WASHINGTON — Can employers make COVID-19 vaccination mandatory?
Yes, with some exceptions.
Experts say U.S. employers can require employees to take safety measures, including vaccination. That doesn’t necessarily mean you would get fired if you refuse, but you might need to sign a waiver or agree to work under specific conditions to limit any risk you might pose to yourself or others.
“Employers generally have wide scope” to make rules for the workplace, said Dorit Reiss, a law professor who specializes in vaccine policies at the University of California Hastings College of the Law. “It’s their business.”
Rules will vary by country. But the U.S. Equal Employment Opportunity Commission has allowed companies to mandate the flu and other vaccines, and has indicated they can require COVID-19 vaccines.
There are exceptions. For example, people can request exemptions for medical or religious reasons. Some states have proposed laws that restrict mandating the vaccines because of their “emergency use" status, but that may become less of an issue since Pfizer has applied for full approval and others are likely to follow.
How employers approach the issue will vary.
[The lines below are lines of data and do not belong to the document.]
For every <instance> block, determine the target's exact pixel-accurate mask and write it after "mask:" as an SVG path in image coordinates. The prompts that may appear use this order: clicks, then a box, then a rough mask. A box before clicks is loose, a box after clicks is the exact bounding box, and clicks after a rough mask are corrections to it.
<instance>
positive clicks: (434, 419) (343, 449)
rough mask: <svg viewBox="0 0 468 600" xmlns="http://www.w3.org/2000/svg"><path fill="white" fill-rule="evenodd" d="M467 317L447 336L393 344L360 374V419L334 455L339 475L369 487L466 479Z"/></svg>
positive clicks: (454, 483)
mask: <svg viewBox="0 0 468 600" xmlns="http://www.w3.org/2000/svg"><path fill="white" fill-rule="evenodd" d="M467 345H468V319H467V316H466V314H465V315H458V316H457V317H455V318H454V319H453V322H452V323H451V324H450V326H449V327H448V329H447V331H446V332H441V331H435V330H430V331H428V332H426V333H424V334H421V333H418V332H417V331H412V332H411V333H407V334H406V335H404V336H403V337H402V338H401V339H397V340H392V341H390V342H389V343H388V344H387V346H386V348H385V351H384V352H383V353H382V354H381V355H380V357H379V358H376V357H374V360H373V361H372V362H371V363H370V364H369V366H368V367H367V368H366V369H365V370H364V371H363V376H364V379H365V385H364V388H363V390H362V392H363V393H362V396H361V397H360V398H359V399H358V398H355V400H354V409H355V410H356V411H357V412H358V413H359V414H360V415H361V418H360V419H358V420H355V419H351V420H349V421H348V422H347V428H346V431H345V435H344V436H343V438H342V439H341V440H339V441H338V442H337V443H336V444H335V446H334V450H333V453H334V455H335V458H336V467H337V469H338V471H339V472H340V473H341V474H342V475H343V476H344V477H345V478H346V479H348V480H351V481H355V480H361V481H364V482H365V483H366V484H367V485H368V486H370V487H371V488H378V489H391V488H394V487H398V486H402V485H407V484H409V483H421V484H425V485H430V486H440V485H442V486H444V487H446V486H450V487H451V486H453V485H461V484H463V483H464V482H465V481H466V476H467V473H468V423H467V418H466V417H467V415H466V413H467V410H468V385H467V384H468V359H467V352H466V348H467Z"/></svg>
Many might not want to require vaccination because of the administrative burden of tracking compliance and managing exemption requests, noted Michelle S. Strowhiro, an employment adviser and lawyer at McDermott Will & Emery. Legal claims could also arise.
As a result, many employers will likely strongly encourage vaccination without making it mandatory, Strowhiro said.
Walmart, for example, is offering a $75 bonus for employees who provide proof they were vaccinated.